Helping fish get around
For immediate release: 1 April 2014

Bay of Plenty Regional Council, in partnership with Western Bay of Plenty District Council, is making life easier for fish in the Kaituna River by trialling three new ‘fish friendly floodgates’ in culverts near Te Puke and Maketu.

The specially designed gates have been installed at culverts on Bell Rd and Maketu Rd to improve habitat for native fish such as tuna (eel), bullies and whitebait species including inanga and smelt.

“This work supports the efforts of the Maketū Taiapure Committee and helps deliver on the Kaituna River and Ongatoro/Maketu Estuary Strategy aim of improving and providing links between habitats for native fish,” said Regional Council project manager Pim de Monchy.

“We completed surveys last year that found more than 30 structures within the Kaituna River and Maketū Estuary that are currently limiting native fish passage upstream. This means the fish have reduced access to areas that are suitable for them to live and breed in,” Mr de Monchy said.

A Massey University student is assessing the effects of the new fish friendly gates on fish populations and water quality. Mr de Monchy said that if the trial is successful, more fish friendly gates could be installed at additional locations.

“This work will be complemented by the Regional Council’s current Kaituna River Re-diversion and Wetland Creation Project which will also deliver on Strategy aims. We expect that the Kaituna River re-diversion project will lead to significant ecological improvements and reduced sedimentation in the estuary, which will also benefit native fish,” said Mr de Monchy.

“The project also aims to re-create at least 20 hectares of wetland habitat. The re-diversion will allow up to four times more water from the Kaituna to flow into the Maketū Estuary which will help restore the mauri (life force) of the area,” Mr de Monchy said.

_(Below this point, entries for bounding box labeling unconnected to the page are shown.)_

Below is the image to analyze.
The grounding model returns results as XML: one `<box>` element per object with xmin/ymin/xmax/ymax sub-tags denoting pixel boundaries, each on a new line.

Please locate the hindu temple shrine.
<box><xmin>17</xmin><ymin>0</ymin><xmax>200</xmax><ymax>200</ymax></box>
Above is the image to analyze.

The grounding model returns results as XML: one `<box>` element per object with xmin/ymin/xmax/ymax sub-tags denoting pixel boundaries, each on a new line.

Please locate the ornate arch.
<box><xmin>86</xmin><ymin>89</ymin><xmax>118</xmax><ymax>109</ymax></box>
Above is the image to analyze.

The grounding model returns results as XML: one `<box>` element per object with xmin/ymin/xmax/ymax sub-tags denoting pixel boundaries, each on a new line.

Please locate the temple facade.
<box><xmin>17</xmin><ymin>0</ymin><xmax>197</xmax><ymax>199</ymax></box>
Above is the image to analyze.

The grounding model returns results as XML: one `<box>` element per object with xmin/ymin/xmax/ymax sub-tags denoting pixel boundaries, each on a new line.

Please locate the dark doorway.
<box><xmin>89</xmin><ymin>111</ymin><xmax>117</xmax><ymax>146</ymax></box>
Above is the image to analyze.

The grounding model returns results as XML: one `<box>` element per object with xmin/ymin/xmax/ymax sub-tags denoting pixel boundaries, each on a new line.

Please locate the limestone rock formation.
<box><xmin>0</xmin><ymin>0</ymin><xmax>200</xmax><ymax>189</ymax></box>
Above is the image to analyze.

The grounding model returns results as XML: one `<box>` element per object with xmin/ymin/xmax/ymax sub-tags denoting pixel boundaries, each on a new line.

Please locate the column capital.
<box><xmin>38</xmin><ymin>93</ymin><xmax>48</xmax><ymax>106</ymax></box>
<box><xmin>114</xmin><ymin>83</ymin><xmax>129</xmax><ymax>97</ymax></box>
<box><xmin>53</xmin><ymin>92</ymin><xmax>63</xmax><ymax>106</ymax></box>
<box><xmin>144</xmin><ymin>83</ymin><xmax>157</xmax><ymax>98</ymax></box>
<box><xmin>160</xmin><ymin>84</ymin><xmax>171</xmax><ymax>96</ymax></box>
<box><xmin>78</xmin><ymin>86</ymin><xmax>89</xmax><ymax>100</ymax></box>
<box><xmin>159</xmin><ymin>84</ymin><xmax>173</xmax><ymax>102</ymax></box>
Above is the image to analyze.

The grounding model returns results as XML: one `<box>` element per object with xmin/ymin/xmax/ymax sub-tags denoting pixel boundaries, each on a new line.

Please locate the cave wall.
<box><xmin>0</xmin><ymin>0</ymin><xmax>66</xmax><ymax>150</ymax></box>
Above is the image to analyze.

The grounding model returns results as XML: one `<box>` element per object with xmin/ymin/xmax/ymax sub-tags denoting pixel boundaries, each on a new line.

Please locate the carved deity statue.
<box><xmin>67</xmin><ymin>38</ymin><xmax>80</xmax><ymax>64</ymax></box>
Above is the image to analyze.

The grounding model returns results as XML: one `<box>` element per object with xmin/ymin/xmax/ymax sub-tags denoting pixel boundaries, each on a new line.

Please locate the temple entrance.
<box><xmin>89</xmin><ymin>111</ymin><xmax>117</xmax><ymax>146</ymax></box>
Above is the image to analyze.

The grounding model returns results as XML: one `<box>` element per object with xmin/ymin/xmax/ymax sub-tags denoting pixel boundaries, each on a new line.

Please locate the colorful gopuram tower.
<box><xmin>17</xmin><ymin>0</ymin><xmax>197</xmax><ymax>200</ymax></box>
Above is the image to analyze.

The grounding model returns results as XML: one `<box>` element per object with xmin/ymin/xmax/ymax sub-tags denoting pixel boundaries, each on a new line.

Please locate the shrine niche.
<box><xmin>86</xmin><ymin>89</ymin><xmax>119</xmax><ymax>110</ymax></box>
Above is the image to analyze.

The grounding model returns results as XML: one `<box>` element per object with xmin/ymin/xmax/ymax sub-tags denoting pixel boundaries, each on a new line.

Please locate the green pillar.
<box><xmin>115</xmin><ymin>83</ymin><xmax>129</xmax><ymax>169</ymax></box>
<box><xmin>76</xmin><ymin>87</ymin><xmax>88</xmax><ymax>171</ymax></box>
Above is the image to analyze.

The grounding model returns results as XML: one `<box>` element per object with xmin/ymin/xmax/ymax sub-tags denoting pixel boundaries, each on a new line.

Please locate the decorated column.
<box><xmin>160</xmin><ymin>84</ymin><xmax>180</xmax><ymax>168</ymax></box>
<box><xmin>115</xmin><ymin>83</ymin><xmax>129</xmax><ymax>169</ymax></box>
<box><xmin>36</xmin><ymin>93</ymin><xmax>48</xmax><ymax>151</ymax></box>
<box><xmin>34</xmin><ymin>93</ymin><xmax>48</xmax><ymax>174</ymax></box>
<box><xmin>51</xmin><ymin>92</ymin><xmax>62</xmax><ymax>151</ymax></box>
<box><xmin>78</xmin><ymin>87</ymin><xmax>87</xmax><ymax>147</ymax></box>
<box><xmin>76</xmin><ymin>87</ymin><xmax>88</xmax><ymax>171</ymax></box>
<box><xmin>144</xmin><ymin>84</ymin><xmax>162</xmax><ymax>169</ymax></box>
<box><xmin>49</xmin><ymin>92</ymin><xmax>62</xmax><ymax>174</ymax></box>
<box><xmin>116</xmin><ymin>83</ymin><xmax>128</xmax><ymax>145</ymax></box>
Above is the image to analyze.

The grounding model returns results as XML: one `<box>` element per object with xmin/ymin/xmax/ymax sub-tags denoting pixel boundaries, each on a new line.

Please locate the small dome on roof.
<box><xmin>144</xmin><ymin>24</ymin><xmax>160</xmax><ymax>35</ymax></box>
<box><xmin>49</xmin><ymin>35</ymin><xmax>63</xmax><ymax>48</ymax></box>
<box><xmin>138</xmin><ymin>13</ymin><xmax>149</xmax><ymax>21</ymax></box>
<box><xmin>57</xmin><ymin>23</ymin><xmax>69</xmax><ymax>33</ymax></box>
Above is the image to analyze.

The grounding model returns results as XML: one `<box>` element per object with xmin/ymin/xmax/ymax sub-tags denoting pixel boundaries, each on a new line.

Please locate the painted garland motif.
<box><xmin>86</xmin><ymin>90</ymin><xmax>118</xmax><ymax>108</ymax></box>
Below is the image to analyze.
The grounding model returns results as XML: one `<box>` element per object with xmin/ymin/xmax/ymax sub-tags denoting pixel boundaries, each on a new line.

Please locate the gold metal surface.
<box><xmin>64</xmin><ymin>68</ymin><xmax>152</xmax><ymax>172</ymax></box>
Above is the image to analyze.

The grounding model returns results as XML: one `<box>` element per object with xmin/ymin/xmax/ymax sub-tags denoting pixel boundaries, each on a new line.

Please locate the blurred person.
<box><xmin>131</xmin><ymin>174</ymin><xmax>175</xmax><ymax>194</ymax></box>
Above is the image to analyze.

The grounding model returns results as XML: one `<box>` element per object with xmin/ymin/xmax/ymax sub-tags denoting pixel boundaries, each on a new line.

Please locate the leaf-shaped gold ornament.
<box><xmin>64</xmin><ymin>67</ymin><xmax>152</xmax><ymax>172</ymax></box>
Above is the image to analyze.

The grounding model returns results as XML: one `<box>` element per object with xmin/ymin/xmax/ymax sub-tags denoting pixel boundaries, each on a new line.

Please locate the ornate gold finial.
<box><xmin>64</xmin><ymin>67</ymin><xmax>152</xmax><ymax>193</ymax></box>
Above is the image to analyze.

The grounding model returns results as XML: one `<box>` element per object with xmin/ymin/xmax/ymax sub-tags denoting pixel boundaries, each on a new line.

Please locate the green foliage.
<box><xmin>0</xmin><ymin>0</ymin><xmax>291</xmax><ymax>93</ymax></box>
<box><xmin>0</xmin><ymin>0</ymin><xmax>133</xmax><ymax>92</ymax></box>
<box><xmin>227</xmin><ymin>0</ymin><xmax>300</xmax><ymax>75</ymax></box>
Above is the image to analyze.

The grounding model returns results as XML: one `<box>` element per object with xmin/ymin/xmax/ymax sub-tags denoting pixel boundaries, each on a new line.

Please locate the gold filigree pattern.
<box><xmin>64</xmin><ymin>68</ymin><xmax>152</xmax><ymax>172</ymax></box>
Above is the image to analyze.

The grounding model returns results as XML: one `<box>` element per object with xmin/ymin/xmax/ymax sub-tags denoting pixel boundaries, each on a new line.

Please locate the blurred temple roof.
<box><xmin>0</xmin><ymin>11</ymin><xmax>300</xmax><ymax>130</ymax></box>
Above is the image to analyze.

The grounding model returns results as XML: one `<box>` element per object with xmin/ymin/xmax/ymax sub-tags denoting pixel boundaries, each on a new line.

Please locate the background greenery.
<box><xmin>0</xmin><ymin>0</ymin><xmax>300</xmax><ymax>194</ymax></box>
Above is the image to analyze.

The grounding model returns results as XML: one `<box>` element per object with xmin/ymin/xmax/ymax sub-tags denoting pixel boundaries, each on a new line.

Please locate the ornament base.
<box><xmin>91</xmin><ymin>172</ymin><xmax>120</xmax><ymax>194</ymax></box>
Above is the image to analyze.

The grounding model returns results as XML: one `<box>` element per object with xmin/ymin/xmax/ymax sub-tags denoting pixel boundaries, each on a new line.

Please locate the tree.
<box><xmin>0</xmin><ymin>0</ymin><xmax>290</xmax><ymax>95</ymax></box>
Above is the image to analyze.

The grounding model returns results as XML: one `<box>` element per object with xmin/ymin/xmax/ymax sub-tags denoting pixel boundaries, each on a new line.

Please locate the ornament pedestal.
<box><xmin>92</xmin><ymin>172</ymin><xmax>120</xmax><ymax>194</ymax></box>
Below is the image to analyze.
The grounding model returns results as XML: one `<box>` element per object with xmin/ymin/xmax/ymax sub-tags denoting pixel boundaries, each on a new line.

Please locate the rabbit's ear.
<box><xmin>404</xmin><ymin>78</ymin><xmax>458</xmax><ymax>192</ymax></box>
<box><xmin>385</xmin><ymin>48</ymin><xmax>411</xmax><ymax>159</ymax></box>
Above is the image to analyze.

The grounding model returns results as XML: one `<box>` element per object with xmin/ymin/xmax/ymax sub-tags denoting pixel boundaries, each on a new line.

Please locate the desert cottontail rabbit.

Regional Council staff and consultants presented modelling data at a community meeting on 6 March which showed how the chosen option for the Kaituna River re-diversion will maximise flow into the Ongatoro/Maketu Estuary while keeping Te Tumu cut open for flood protection and boating access.

A community session is being held at 2pm on Saturday 3 May at Whakaue Marae, to demystify the technical modelling data.

“At the workshop on May third, we’ll show in simple terms what effects the re-diversion is expected to have on kaimoana, boating and swimming safety, erosion and flood risk, based on modelling data. We’ll also have experts on hand to answer any questions that people still have,” said Mr de Monchy.

A further public meeting will be held at Whakaue Marae at 6pm on Thursday 8 May to outline the consent process and answer any last questions before consent applications are lodged for the Kaituna River Re-diversion and Wetland Creation Project.

Regional Council staff are planning to lodge resource consent applications and a Notice of Requirement to designate land required for the project, by late June this year.


Background information:
• The Bay of Plenty Regional Council works with the community to care for the region’s land, air and water.
• The Kaituna River and Ōngātoro/Maketū Estuary Strategy was developed to ensure the river and estuary are managed to meet the community’s needs for clean water, abundant native wildlife, kaimoana, recreation and kaitiakitanga.
• The Strategy was developed in 2009 by Bay of Plenty Regional Council, Western Bay of Plenty District Council, Tauranga City Council and Rotorua District Council with iwi, hapū, individuals, community groups and organisations from the Kaituna/Maketū community.
• The Regional Council is leading the Kaituna River Re-diversion and Wetland Creation Project to increase the volume of fresh water flowing from the Kaituna River into Ongatoro/Maketū Estuary. This will help to meet the goals of the Strategy.